Abstract

IN SILICO EVALUATION OF SMALL MOLECULE INHIBITORS OF 1H 1,2,4-TRIAZOLES AND 2,4,5-TRISUBSTITUTED IMIDAZOLES AGAINST 2 ABL TYROSINE KINASE.

Annapoorna Vadivelu?, C.Uma Maheswara Reddy and V. Gopal

ABSTRACT

Recent observations of literature suggest that molecular manipulation and combination of two or more moieties into one molecule have been the method of research. A series of 17 1H,1,2,4-triazoles and 2,4,5-trisubstituted Imidazoles were designed and docking simulation was performed using Glide to position compounds into the 2 ABL tyrosine kinase structure active site to determine the probable binding model.
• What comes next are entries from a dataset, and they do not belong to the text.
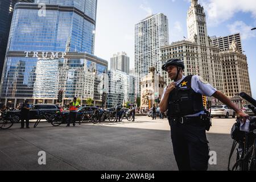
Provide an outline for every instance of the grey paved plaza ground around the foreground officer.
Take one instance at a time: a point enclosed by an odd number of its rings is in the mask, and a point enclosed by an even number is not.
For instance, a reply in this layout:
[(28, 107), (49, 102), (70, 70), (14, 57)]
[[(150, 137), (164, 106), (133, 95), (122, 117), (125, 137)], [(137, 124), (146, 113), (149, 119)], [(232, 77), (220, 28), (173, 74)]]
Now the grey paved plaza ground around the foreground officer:
[[(207, 137), (217, 165), (226, 170), (235, 119), (214, 118)], [(0, 130), (0, 170), (117, 170), (176, 171), (167, 119), (136, 117), (135, 122), (83, 123), (76, 127), (52, 127), (39, 123), (20, 130), (16, 123)], [(38, 152), (46, 152), (46, 165), (39, 165)]]

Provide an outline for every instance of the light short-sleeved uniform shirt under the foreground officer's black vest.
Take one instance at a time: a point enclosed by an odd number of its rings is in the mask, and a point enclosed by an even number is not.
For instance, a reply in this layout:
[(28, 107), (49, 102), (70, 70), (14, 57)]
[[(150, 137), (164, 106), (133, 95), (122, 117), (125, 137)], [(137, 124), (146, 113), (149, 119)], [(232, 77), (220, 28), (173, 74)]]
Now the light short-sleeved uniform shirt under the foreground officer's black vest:
[[(185, 76), (176, 81), (176, 85), (179, 85), (181, 81), (183, 81)], [(212, 97), (213, 94), (217, 91), (215, 88), (213, 88), (212, 85), (210, 85), (207, 81), (204, 80), (203, 77), (194, 75), (191, 79), (191, 88), (196, 92), (200, 93), (203, 96)], [(164, 89), (162, 100), (164, 99), (164, 95), (166, 93), (167, 88)], [(200, 114), (204, 114), (204, 111), (201, 111), (200, 113), (193, 114), (193, 115), (187, 115), (187, 117), (197, 117)]]

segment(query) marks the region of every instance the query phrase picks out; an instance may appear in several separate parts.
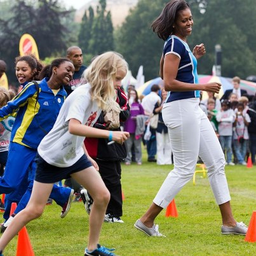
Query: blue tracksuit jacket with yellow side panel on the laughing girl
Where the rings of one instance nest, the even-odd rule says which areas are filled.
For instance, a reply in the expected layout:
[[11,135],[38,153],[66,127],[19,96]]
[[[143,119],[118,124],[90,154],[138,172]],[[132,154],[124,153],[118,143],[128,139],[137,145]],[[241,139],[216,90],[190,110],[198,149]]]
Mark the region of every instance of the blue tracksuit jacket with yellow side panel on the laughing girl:
[[11,142],[37,149],[46,133],[53,128],[67,93],[62,86],[55,95],[46,82],[46,78],[38,82],[38,98],[36,85],[30,82],[0,109],[0,121],[18,111],[11,132]]

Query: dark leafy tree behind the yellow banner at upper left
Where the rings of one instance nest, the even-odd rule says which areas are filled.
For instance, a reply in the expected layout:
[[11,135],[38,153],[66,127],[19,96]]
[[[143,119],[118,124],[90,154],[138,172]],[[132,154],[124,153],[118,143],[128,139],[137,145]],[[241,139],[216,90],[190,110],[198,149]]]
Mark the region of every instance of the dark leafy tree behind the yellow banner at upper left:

The designed compounds were evaluated for their druglikeness, physiochemical properties and energy minimization studies were carried out for the designed compounds using chem biodraw and OSIRS. Further ADME properties such as bioavailability, distribution, metabolism and toxicity were studied using ACD/I Labs. The molecular docking of compounds revealed a hydrogen-bonding interaction, lowest energy value and effective docking score with the side chain of PHE109, suggesting this residue as a potential target site useful for enhancing 2 ABL tyrosine kinase inhibition. Based on the results of in silico studies compounds A7, A8, A13, AA18 and AA14 were found to have comparatively good oral bioavailability, nill genotoxicity and against 2 ABL tyrosine kinase.

Keywords: 2 ABL tyrosine kinase, 1H-1,2,4-triazole, 2,4,5-trisubstituted Imidazoles, Docking, Virtual screening, Physiochemical properties, Energy minimization studies and ADME.